But this invincible, superstar woman wouldn’t win the White House without a fight.
Here is how Obama’s second “Lincolnesque speech” would go, this time in Madison Square Garden amidst a crowd of cheering Democrats who believed this great orator was America’s savior, a man who, even in selling us out, could do no harm. This appeal to the public would be his apparent last-ditch effort to save his American crown, the presidency.
Here was a man who didn’t stop at Clintonesque parsing, he was far more creative and eloquent than Bill had been and, in his own mind at least, deserved to continue to be the president leading the country during this crucial time in history when America had run out of money. After all, he and he alone had friends in high Arabian places that could come to the aid of America and save the what was left of the Constitution..

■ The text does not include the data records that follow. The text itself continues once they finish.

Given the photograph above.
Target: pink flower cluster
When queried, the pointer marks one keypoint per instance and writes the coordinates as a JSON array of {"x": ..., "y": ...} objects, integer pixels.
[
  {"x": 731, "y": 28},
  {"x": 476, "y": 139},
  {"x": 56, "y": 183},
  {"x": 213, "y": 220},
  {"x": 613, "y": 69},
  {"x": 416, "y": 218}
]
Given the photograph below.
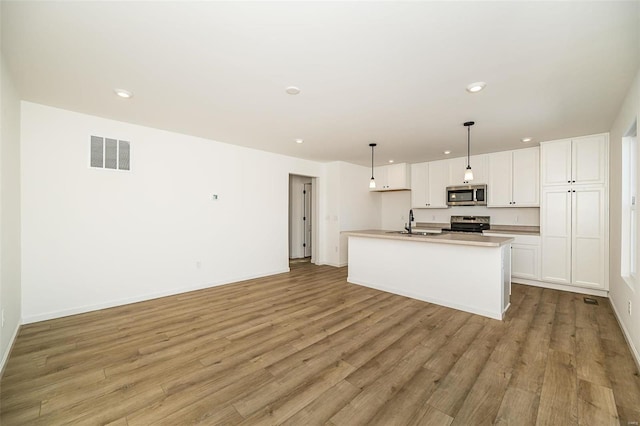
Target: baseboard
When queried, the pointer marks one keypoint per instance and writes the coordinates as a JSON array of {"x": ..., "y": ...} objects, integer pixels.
[
  {"x": 141, "y": 298},
  {"x": 562, "y": 287},
  {"x": 627, "y": 336},
  {"x": 335, "y": 265},
  {"x": 6, "y": 355}
]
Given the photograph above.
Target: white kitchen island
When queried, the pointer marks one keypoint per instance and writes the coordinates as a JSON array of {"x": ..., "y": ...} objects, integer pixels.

Barak Obama had perfected the unique political ability to say something and mean something entirely different. Without concentrating, he could drift into Barak-speak, the deep voice, the million-dollar words, the stultifying monotone of an orator that had you holding your breath so you didn’t miss a thing, then gasping for air trying to remember not only what he had said but the exact words and syntax because only his gesticulations and charisma made sense.
He had two kinds of listeners: those who tired of his oratory style and gave up, and those who were royally entertained by an unusual masterpiece. Usually, the former were eventually converted, changing the reason for listening because they couldn’t recall why they came. That takes a real magician, and that’s what Obama had become.
In his debates with McCain his voice had been like silk, Mac’s like sandpaper. Obama’s oratory was like a long graceful three-pointer that broke your heart as it swished through the net. McCain’s cryptic one-liners, on the other hand, were like a hand-to-hand combat fighter, elbowing his way into the paint, smashing Barak in the mouth with both fists, giving him another bloody lip, rattling the rim with a two-pointer as if it counted the same as Barak’s long bombs.
Now as he gazed over this large audience, Obama suddenly lost confidence. It was as if one side of his brain was forever echoing the words of his father, telling him that he would be the crown prince of Saudi Arabia destined for greatness, while the other side kept whispering that he didn’t belong at the same table as the big boys, let alone president of the United States, the most powerful nation on earth.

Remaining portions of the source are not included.